Ella hizo caso omiso de sus zarpazos y se volvió para curar a Narm. Shandril sintió un horrible escozor en su desgarrada espalda. Entonces, puso toda su voluntad en limpiar y sanar sus propias heridas mientras se arrastraba hacia Narm que yacía todavía entre los animales muertos. Suspiró ante el consolador alivio que se propagaba por su espalda. Aahhhh...

Su energía había disminuido mucho ahora y se alarmó cuando se dispuso a transmitir más de ella a Narm. No debería haberse curado a sí misma... Le quedaba demasiado poca y el dracolich aún era peligroso. éste ya no iba a seguir malgastando su magia con ella; y ella ya no podría absorber más fuego mágico de él. ¡Oh, Tymora! ¿Tenía que tener siempre tan mala suerte?

«No —dijo una vocecilla dentro de ella—, podría ser fatal de una vez por todas y poner fin a todas sus preocupaciones.» Shandril se levantó a toda prisa, buscando al dracolich con la mirada. Si él la atacaba con su zarpa ahora...

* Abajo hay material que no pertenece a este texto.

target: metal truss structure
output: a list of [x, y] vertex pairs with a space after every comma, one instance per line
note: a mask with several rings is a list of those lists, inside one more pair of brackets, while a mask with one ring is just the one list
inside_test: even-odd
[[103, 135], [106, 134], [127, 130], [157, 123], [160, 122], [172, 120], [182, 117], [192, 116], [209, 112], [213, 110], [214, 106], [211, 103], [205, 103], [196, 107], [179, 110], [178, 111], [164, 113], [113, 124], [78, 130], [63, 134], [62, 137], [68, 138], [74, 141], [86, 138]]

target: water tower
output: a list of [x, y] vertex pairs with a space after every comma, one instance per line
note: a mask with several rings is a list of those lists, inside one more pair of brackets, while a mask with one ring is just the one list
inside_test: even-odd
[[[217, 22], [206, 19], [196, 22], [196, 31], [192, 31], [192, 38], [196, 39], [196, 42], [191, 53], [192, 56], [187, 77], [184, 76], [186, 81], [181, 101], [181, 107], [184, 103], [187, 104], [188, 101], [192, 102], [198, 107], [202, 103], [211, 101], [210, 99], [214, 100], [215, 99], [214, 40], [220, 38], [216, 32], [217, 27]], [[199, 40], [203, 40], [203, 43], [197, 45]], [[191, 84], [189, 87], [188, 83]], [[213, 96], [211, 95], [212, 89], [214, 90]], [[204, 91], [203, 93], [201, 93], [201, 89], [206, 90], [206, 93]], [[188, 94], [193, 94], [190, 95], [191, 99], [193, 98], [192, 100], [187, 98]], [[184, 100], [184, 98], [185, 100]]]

Entonces pudo oír unos extraños ruidos de huesos rotos y astillados procedentes de donde había caído Shargrailar. Observando con cautela por encima de los infelices caballos, vio un hacha subir y bajar entre las quebradas costillas del dracolich. Trozos de hueso volaban. El dracolich ya había perdido sus alas y dos garras. Débilmente, trataba de mover la cabeza para barrer a su atacante con llamas, pero los huesos de su cuello estaban quebrados en dos lugares. Mientras, el humo seguía saliendo de su ennegrecido cráneo allí donde Shandril lo había quemado.

Un enérgico golpe con el pie envió más pedazos de hueso volando por los aires. Luego la bota se plantó con firmeza sobre una de las garras de Shargrailar, y su dueño lanzó un brutal hachazo hacia abajo.

—¡Delg! —gritó Shandril con feliz asombro, y se echó a reír y a llorar al mismo tiempo que corría al encuentro de la pequeña y fornida figura cuya reluciente hacha seguía cortando y machacando metódicamente arriba y abajo sobre la ya indefensa y astillada masa del dracolich.

El enano elevó una amplia sonrisa hacia ella:

—¡Bien hallada, Shandril! Largos días han pasado, y tú metida en problemas, como siempre... sólo que esta vez estás de suerte: ¡Delg está aquí para derribar a tu dracolich desde atrás!

Entonces se encontró de pronto en el aire, envuelto en un regocijado abrazo, antes de que Shandril empezara a resoplar por el esfuerzo y se tambaleara hacia adelante volviéndolo a dejar en el suelo.

—¡Delg! ¡Delg..., creí que todos los de la compañía habíais muerto! —exclamó Shandril. El enano asintió muy serio y, enseguida, su feroz sonrisa volvió otra vez a su cara.

—Sí, también yo lo creí —dijo, con los pelos de su barba erizados—. Pero al fin te he encontrado.

—¿Encontrado? ¿Sabes lo que me ha ocurrido todo este tiempo? Este dragón de hueso que estás destruyendo no es más que el último de ellos. Apenas pasa un día sin que alguien trate de matarnos a causa del fuego mágico que poseo.